La imponente horizontalidad de la gran Llanura Manchega es cerrada bruscamente en su vertiente noroeste-oeste, si se mira desde el sur, y por su vertiente suroeste si se mira desde La Mancha toledana al norte, por un relieve diametralmente opuesto, caracterizado por mostrarse acentuadamente irregular y accidentado. Hablamos de los Montes de Toledo, barrera montañosa que en su conjunto abarca fundamentalmente, con unos 350 kilómetros de longitud y hasta 100 de anchura, el noroeste y oeste de la provincia de Ciudad Real -recibiendo esas serranías ciudarrealeñas más occidentales también el nombre de Montes de Ciudad Real- y el suroeste de la de Toledo, con prolongaciones en el territorio extremeño más oriental.
Así pues, en el interior y centro de la Península Ibérica también nos encontramos con este otro notable y singular relieve, que, en este caso, además de delimitar la Llanura Manchega por el noroeste-oeste, parte en dos a la Submeseta Sur, configurándose en su vertiente norte la cuenca del Tajo y en la sur la del Guadiana, discurriendo ésta última, en su tramo inicial, en plena Mancha.
Este conjunto de sierras las llamamos Montes de Toledo porque durante muchísimo tiempo, desde la Edad Media hasta los procesos desamortizadores del siglo XIX, buena parte de ellas fueron propiedad de la ciudad de Toledo, la cual regía en su jurisdicción. La importancia y el interés que despiertan los Montes de Toledo son máximas a nivel peninsular e incluso europeo por sus cualidades geológicas, paleontológicas, paisajísticas, botánicas, faunísticas e incluso culturales.
Un relieve muy antiguo recorrido por trilobites y gusanos gigantes Para empezar, hablamos de una de las formaciones geológicas más antiguas a escala peninsular y europea, pues su origen se remonta a las fases del Cámbrico y del Ordovícico de la Era Primaria o Paleozoico, hace entre 600 y 400 millones de años. En su génesis, esta actual cadena montañosa era la sedimentación de un fondo marino que las orogenias caledónica, primero, y hercínica, después, hicieron aflorar al exterior, para después ser constantemente modelado durante las68 fases geológicas posteriores, en especial durante la Orogenia Alpina de la Era Secundaria o Mesozoico y luego durante las fases glaciares del Cuaternario.

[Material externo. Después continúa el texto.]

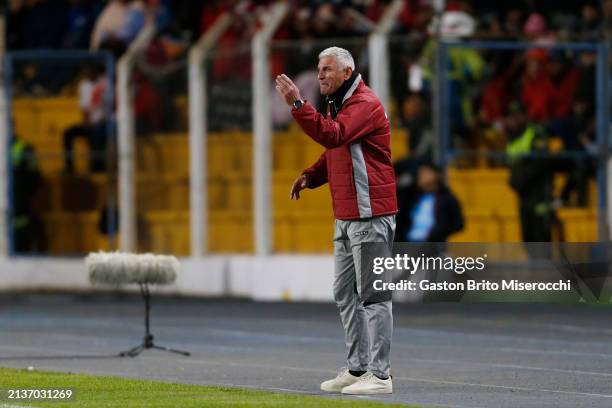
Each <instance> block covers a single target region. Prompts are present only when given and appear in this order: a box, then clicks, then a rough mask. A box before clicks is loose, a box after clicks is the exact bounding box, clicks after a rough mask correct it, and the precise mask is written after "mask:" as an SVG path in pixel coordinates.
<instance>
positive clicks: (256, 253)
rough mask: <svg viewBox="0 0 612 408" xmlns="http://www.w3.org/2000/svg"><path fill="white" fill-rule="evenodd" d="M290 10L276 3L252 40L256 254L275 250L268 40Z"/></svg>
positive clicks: (270, 251) (254, 187)
mask: <svg viewBox="0 0 612 408" xmlns="http://www.w3.org/2000/svg"><path fill="white" fill-rule="evenodd" d="M287 10H288V5H287V3H277V4H275V5H274V8H273V9H272V11H271V12H270V18H269V19H268V20H267V24H266V26H264V27H263V28H262V29H261V30H260V31H258V32H257V33H256V34H255V36H254V37H253V40H252V42H251V51H252V65H253V77H252V81H253V82H252V86H253V105H252V114H253V152H254V155H255V157H254V160H253V195H254V197H253V198H254V201H255V205H254V213H253V219H254V227H255V228H254V231H255V253H256V254H257V255H268V254H270V253H271V252H272V231H273V230H272V197H271V195H272V194H271V190H272V189H271V184H272V155H271V151H272V146H271V137H272V117H271V115H270V102H269V101H270V69H269V66H268V43H269V41H270V38H271V37H272V35H273V34H274V31H276V28H277V27H278V25H279V24H280V23H281V21H282V19H283V17H284V16H285V13H286V12H287Z"/></svg>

Los principales materiales que los conforman son la roca cuarcita y la pizarra, así como areniscas y arcillas. Por ello, los Montes de Toledo son muy ricos en fósiles, sobre todo los provenientes de los seres vivos que poblaban aquel medio marino primigenio de entre hace 600 y 400 m.a. Así, en ellos abundan sobre todo fósiles de trilobites y sus huellas o sendas –“crucianas”- y de otro tipo de organismos vivos que vivían junto a ellos, como gusanos marinos, algunos de enorme tamaño. Incluso dentro de estos montes han llegado a nuestros días, y de nuevo relacionados con ese contexto marino, fósiles en este caso no asociados a organismo vivos y sí a fenómenos de la dinámica natural del paisaje, como es el modelado de las olas en la arena –“rizaduras de oleaje”-.

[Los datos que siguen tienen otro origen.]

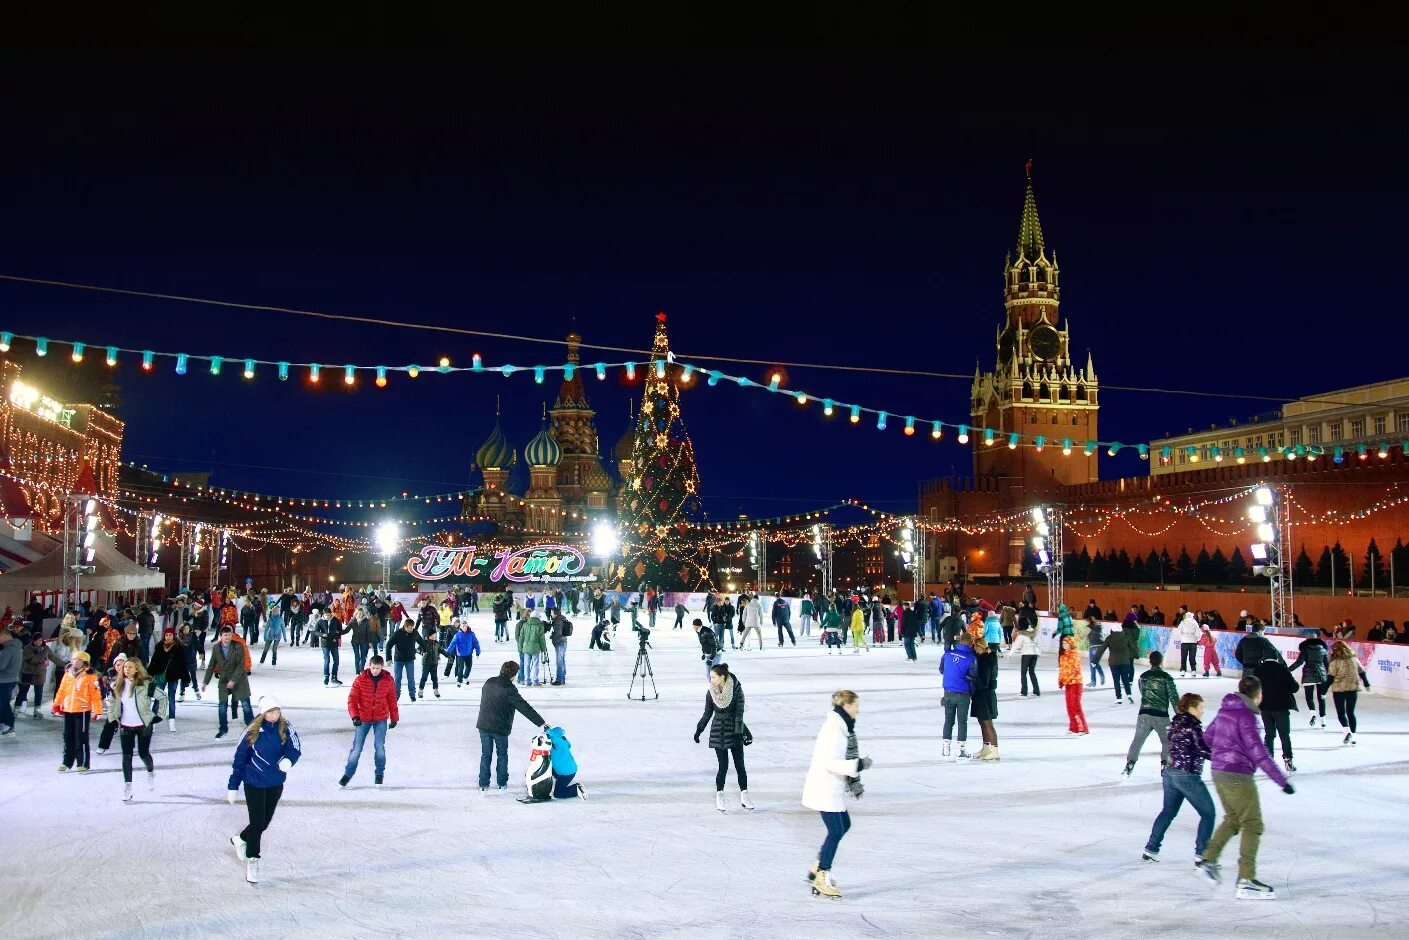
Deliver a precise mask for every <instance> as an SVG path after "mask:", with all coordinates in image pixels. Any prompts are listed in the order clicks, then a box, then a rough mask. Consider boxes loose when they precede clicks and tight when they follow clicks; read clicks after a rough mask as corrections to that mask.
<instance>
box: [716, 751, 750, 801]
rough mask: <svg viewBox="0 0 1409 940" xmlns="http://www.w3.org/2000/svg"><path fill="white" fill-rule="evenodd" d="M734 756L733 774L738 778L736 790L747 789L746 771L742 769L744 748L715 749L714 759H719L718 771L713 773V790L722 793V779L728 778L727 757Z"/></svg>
mask: <svg viewBox="0 0 1409 940" xmlns="http://www.w3.org/2000/svg"><path fill="white" fill-rule="evenodd" d="M730 754H733V755H734V774H735V775H737V777H738V789H748V769H747V768H745V767H744V746H743V744H735V746H734V747H716V748H714V757H717V758H719V769H717V771H716V772H714V789H716V791H720V792H723V789H724V778H726V777H728V755H730Z"/></svg>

Un paisaje muy variado Resultado de millones y millones de años de erosión y modelado geológicos tras emerger de las aguas el bloque sedimentario marino original es que en la actualidad el paisaje general serrano de los Montes de Toledo se presenta enriquecedoramente variado e, incluso, contrastado, respondiendo a un relieve de tipo apalachense. Fundamentalmente, su paisaje está compuesto por dos formaciones básicas bien distintas, como son por un lado las zonas montañosas, conocidas como la sierra o el monte, y por otro los grandes valles y llanuras adyacentes y circundados por los anteriores, conocidos en su conjunto como la raña.
La zona de monte y sierra de los Montes de Toledo se presenta altamente desgastada y erosionada, lo que hace que sus cumbres no sean excesivamente altas, alcanzándose sus mayores cotas en puntos como el Pico de Las Villuercas o El Rocigalgo -1.603 y 1.447 metros de altitud, respectivamente-.
Dentro de estas sierras podremos diferenciar, según el grado, tipo y circunstancias de erosión y modelado, bien cumbres suaves, sinuosas y redondeadas, bien cumbres coronadas por farallones rocosos altamente escarpados, angostos y abruptos conocidos como “crestas cuarcíticas”, muchas de estas últimas llenas de admirable vistosidad y espectacularidad.